Over the course of Al Kaline’s legendary 22-year Hall of Fame career with the Detroit Tigers that included the 1968 World Champion becoming the youngest player to win an American League batting title, being selected to 18 All-Star games and winning 10 Gold Glove awards, he had amassed a large collection of game-used memorabilia, autographed baseballs, awards, and photographs.
Now, a year and a half since he died at age 85, his family is selling over 400 treasured items from Kaline’s personal collection through Dallas-based Heritage Auctions’ Nov. 18-20 Fall Sports Collectibles Catalog that can be found at https://sports.ha.com/c/auction-home.zx?saleNo=50049.
Bidding begins Thursday and the auction ends Nov. 20.
Items to be auctioned include his 1968 World Series championship trophy, his home jersey from his final season in 1974, two game-used gloves, several Gold Glove awards and trophies, two home run baseballs, team-signed baseballs, All-Star game bats, signed player contracts and the golf bags and clubs that were his constant companions at Oakland Hills Country Club.
A photo of Ted Williams and Kaline signed to the Tiger that reads, “To Al, A great kid with a terrific future. Good luck, Ted Williams,” will be auctioned as well.
Each item comes with a letter of provenance from his eldest son Mark Kaline, 64, of Bloomfield Hills.
“My dad was good friends with Brooks Robinson, and after he told my dad about his 2015 Heritage auction, he started thinking about what he would do with all his things,” says Kaline, an advertising executive who credits his mother Louise for being the careful curator over the years of all the memorabilia.

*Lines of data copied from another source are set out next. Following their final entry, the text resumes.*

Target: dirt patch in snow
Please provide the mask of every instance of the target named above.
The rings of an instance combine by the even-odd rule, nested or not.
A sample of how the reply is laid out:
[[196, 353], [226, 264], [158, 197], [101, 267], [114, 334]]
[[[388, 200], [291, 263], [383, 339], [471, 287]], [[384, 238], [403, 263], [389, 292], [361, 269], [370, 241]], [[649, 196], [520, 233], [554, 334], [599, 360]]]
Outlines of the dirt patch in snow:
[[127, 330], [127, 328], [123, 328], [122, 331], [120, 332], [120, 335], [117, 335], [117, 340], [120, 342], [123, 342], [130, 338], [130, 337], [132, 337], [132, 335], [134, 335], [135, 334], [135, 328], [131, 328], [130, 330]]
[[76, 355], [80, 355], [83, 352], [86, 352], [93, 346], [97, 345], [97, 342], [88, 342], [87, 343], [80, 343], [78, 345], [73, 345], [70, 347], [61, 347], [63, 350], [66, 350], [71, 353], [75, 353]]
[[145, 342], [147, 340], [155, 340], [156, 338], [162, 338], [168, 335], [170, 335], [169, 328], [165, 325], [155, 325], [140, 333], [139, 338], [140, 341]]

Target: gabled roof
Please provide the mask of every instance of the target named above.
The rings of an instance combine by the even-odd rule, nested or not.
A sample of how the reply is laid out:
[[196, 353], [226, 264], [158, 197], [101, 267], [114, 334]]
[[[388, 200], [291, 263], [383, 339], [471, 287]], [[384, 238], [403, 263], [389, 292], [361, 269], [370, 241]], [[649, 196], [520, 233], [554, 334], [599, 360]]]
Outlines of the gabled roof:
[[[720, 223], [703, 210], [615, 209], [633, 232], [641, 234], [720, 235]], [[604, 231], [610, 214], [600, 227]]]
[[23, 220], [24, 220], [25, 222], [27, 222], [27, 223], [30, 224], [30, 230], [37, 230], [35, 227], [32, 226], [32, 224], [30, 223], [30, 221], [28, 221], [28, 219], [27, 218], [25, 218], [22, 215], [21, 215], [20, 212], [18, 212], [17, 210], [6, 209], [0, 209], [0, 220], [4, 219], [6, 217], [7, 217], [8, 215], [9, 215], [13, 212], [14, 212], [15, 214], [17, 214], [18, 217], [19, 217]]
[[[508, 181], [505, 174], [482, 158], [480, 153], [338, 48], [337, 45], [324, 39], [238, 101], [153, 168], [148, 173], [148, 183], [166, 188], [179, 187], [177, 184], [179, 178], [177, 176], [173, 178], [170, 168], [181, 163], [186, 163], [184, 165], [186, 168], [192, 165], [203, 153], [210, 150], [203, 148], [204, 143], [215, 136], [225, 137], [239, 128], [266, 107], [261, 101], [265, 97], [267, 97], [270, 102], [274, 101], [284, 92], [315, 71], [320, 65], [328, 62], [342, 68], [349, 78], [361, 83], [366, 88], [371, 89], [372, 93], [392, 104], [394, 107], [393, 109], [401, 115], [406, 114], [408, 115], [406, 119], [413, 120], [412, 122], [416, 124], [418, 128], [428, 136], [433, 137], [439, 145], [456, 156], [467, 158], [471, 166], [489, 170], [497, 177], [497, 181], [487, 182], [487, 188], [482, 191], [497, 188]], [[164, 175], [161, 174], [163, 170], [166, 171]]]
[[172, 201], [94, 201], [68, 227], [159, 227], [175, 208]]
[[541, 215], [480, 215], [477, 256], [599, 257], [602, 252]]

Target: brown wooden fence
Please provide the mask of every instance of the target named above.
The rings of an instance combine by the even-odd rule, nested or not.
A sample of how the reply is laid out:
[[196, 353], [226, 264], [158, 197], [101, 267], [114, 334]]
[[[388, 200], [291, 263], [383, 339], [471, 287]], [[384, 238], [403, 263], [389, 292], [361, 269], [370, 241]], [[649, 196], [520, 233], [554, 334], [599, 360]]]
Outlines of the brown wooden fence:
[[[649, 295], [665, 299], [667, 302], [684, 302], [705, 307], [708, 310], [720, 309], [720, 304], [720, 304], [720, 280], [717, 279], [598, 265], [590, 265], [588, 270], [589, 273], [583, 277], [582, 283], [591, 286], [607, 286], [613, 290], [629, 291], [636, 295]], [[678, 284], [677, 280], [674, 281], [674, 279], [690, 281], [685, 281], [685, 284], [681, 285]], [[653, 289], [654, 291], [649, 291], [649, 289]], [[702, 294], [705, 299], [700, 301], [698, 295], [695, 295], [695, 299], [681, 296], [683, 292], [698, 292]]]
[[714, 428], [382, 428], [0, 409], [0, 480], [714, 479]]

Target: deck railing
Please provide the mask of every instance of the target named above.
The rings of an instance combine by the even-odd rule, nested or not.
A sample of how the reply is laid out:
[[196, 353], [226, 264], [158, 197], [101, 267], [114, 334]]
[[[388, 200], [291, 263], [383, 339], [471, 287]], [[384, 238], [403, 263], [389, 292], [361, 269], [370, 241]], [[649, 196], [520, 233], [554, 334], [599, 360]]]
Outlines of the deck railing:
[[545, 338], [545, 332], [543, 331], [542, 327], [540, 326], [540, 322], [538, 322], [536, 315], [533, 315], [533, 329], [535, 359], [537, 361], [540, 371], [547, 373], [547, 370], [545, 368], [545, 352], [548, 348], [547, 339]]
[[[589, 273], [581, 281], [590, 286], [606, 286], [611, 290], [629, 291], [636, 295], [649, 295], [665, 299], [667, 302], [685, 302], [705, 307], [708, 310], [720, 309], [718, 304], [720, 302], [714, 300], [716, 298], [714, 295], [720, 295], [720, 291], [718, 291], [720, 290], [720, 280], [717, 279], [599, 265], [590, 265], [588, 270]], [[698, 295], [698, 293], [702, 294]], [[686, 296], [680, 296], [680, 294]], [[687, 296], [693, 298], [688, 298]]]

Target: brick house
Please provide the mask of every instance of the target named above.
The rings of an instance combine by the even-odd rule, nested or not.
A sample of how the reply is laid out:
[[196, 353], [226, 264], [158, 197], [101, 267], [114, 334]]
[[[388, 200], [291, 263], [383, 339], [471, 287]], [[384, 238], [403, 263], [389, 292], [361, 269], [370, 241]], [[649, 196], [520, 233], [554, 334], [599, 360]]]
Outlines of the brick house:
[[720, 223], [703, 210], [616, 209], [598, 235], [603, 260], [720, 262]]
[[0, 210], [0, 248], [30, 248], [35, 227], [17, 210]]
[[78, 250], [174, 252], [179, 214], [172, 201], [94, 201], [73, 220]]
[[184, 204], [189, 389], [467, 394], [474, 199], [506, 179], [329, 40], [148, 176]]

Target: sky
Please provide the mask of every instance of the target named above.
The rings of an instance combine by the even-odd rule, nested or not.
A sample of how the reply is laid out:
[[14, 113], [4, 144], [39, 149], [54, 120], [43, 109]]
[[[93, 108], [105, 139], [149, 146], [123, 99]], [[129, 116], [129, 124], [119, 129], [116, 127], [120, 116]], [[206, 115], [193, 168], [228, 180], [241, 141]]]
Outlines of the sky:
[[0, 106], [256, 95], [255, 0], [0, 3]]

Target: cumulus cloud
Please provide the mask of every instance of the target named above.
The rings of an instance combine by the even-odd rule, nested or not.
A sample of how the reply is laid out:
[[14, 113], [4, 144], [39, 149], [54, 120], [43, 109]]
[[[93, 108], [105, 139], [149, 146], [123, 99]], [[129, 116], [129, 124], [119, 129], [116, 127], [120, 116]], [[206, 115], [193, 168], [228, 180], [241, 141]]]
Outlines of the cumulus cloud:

“Dad didn’t want all his items being a burden on my mom after he passed, plus he didn’t want there to be problems between family members dividing them up, many of which are one of a kind,” Kaline said. “My brother Mike and my parents’ four grandkids have already been given some special items plus dad really thought it would be nice to give the fans the opportunity to obtain something from his career. Over the years he gave items to people like ushers, bat boys and some friends, so it could have been a lot worse going through things.
“There were a couple of items we wrestled with about selling, such as the 1973 Roberto Clemente Award because dad was the first recipient and he respected him so much.”
Mark Kaline says that discovering and assembling all the different items for the auction house was a little emotional but also illuminating:
“I found his contract from 1955, the year he won the batting title, and it showed that his salary was only $9,000, which I never knew. But it’s the little things that triggered the emotions like finding his Tiger hat that he wore at the last game at Tiger Stadium and the one from the 50th anniversary of the ’68 team that has the initials of teammates who had died or were too ill to be there in person.”
Mark Kaline also told the Free Press the family plans on donating a portion of the proceeds to some of his father’s favorite charities.
According to the Heritage Auctions website, the company founded in 1976 is the “largest collectibles auctioneer and third largest auction house in the world.”
Over the years celebrities including John Wayne, Sylvester Stallone, Stan Musial, Brooks Robinson and Willie McCovey and their families have used Heritage to auction off their personal collections.
“The reason most former players eventually place their items in auction is because it’s the most equitable way to do it for the families because it’s tough to put values on unique items because a lot of it is unknown and it depends what the market bears, “ said Chris Ivey, the founder and director of Heritage’s sports auctions. “You can’t exactly split a championship trophy.
“The Al Kaline collection is so special because he was after all ‘Mr. Tiger’, a Hall of Famer who played his entire career in Detroit and then was with the team as an announcer and advisor for years. The depth of this collection is amazing,” said Ivy who believes the “low estimate for the collection is around $800,000 and that there is a very good chance it will reach seven figures.”
The most expensive piece of game-used memorabilia the company has sold at auction was a 1937 Lou Gehring game-worn and photo-matched jersey for $2.58 million in 2019 while Jackie Robinson’s 1947 rookie jersey that sold at their 2017 auction for just over $2 million was resold privately through Heritage in 2018 for $2.6 million, according to Ivy.